Si vous reprenez sans regarder la cause, vous répétez le même échec.
Si le risque est élevé, ne pas juger seul
Si le contenu de l'échec est grave, il peut être préférable de ne pas juger seul.
Par exemple, cela vaut lorsqu'une adresse ou un visage s'est diffusé, que vous recevez des menaces, que des documents d'alerte interne sont concernés, qu'une source ou un tiers peut subir un préjudice, ou qu'un signalement au lieu de travail ou à l'école est possible. À ce stade, ce n'est plus une simple erreur de pratique anonyme. La sécurité, le droit, le travail, le journalisme et les organismes de soutien peuvent être concernés.
Choisissez aussi la personne à consulter. Si vous racontez les détails à quelqu'un qui ne comprend pas la situation, la diffusion des informations peut augmenter. Organisez seulement le périmètre nécessaire, rassemblez les preuves et la chronologie, puis consultez.

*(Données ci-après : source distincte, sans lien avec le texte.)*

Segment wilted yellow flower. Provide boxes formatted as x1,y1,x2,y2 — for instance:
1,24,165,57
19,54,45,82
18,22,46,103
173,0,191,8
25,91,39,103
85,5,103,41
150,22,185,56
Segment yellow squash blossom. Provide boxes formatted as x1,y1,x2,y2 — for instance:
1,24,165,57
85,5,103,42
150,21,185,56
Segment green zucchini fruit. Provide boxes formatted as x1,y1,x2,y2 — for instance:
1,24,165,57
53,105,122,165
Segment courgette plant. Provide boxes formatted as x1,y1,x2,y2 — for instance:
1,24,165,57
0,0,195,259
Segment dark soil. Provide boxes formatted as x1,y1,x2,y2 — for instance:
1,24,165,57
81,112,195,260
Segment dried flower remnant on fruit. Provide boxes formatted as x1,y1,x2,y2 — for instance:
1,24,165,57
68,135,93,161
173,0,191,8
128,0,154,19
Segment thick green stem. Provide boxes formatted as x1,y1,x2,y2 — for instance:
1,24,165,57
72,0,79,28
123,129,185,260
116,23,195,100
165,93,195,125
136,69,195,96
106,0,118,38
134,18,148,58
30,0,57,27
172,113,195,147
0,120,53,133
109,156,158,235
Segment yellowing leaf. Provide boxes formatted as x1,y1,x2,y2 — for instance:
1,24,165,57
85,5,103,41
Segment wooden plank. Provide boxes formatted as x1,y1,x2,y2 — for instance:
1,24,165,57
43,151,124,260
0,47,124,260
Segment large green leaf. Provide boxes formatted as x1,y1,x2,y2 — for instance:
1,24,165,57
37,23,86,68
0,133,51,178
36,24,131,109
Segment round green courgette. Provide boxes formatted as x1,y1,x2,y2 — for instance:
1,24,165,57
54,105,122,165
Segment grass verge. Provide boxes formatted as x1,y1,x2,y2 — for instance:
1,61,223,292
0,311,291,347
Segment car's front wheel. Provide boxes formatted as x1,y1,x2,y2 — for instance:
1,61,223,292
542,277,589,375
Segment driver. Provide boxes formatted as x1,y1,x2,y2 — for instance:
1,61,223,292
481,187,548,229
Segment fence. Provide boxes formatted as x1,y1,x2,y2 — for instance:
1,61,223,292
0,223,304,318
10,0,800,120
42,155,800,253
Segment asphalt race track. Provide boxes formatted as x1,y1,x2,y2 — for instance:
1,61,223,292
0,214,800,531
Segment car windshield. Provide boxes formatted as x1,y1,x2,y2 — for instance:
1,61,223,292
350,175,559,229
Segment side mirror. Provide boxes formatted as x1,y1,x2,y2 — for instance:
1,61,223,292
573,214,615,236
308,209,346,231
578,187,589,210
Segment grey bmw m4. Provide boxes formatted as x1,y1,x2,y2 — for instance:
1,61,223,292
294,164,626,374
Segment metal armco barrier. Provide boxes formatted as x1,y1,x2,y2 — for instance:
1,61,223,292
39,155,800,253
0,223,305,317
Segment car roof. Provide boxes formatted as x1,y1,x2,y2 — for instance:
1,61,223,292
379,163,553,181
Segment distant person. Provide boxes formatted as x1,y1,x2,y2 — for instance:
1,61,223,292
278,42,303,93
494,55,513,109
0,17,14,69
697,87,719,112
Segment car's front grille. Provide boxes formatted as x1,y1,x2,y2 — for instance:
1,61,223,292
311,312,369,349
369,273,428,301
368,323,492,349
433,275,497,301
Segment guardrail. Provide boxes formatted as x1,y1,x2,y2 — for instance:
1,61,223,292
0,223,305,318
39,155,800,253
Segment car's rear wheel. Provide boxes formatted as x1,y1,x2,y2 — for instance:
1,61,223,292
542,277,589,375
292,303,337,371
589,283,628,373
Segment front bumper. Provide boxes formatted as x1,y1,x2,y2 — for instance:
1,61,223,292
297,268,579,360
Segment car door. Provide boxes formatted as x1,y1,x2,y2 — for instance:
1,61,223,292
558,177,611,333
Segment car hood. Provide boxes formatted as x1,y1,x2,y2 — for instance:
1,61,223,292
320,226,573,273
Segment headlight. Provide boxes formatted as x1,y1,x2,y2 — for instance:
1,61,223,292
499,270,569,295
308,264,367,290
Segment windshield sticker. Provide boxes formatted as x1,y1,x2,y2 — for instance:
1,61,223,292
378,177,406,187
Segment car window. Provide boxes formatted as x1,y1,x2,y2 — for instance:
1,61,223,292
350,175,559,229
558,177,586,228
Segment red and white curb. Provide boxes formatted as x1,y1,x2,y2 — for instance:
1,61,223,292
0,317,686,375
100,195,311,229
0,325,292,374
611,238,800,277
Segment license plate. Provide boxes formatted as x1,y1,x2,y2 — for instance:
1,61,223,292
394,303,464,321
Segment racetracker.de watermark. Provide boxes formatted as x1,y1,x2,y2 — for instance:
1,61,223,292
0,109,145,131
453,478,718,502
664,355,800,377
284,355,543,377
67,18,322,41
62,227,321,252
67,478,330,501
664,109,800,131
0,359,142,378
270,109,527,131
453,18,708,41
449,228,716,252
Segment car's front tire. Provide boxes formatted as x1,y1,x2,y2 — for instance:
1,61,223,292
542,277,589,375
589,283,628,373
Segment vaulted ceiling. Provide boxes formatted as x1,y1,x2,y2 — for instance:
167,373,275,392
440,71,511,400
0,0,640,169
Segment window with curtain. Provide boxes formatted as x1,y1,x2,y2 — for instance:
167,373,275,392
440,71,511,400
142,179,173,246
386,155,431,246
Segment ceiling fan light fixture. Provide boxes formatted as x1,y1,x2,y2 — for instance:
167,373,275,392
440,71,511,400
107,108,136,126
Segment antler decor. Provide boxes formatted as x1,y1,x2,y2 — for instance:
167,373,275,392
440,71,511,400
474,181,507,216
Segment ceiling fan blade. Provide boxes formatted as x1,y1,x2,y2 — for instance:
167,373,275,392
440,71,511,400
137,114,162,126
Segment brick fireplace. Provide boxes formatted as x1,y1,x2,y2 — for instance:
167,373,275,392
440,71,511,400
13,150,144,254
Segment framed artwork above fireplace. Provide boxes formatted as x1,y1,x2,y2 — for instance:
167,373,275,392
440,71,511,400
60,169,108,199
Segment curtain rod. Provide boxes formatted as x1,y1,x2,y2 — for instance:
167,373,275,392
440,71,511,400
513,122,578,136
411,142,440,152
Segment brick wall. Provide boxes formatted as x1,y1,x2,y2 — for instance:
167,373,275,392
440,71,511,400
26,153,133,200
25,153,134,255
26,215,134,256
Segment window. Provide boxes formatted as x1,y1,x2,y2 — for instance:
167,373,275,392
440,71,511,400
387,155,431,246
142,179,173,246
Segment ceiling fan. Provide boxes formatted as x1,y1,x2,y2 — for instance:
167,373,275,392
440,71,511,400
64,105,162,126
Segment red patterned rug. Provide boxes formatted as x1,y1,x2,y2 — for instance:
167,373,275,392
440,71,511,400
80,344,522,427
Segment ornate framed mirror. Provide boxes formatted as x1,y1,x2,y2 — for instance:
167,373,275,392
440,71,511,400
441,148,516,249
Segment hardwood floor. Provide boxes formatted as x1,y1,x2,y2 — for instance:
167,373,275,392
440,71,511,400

L'objectif après un échec d'anonymat n'est pas de tout remettre parfaitement comme avant. Dans la réalité, une information sortie une fois peut ne pas pouvoir être effacée complètement. C'est pourquoi il faut penser dans cet ordre : ne pas élargir le préjudice, protéger les personnes concernées, arrêter l'échec suivant.
Résumé
Si vous remarquez un échec d'anonymat, arrêtez-vous d'abord sans fournir d'informations supplémentaires.
Vérifiez ce qui est sorti, qui pouvait le voir, si cela se diffuse et si des personnes concernées sont affectées.
La décision de supprimer, corriger ou laisser dépend de la force de l'information sortie.
Si vous vous précipitez dans des explications ou des objections, vous pouvez fournir de nouveaux indices. Arrêtez-vous d'abord, organisez la situation et revoyez vos pratiques.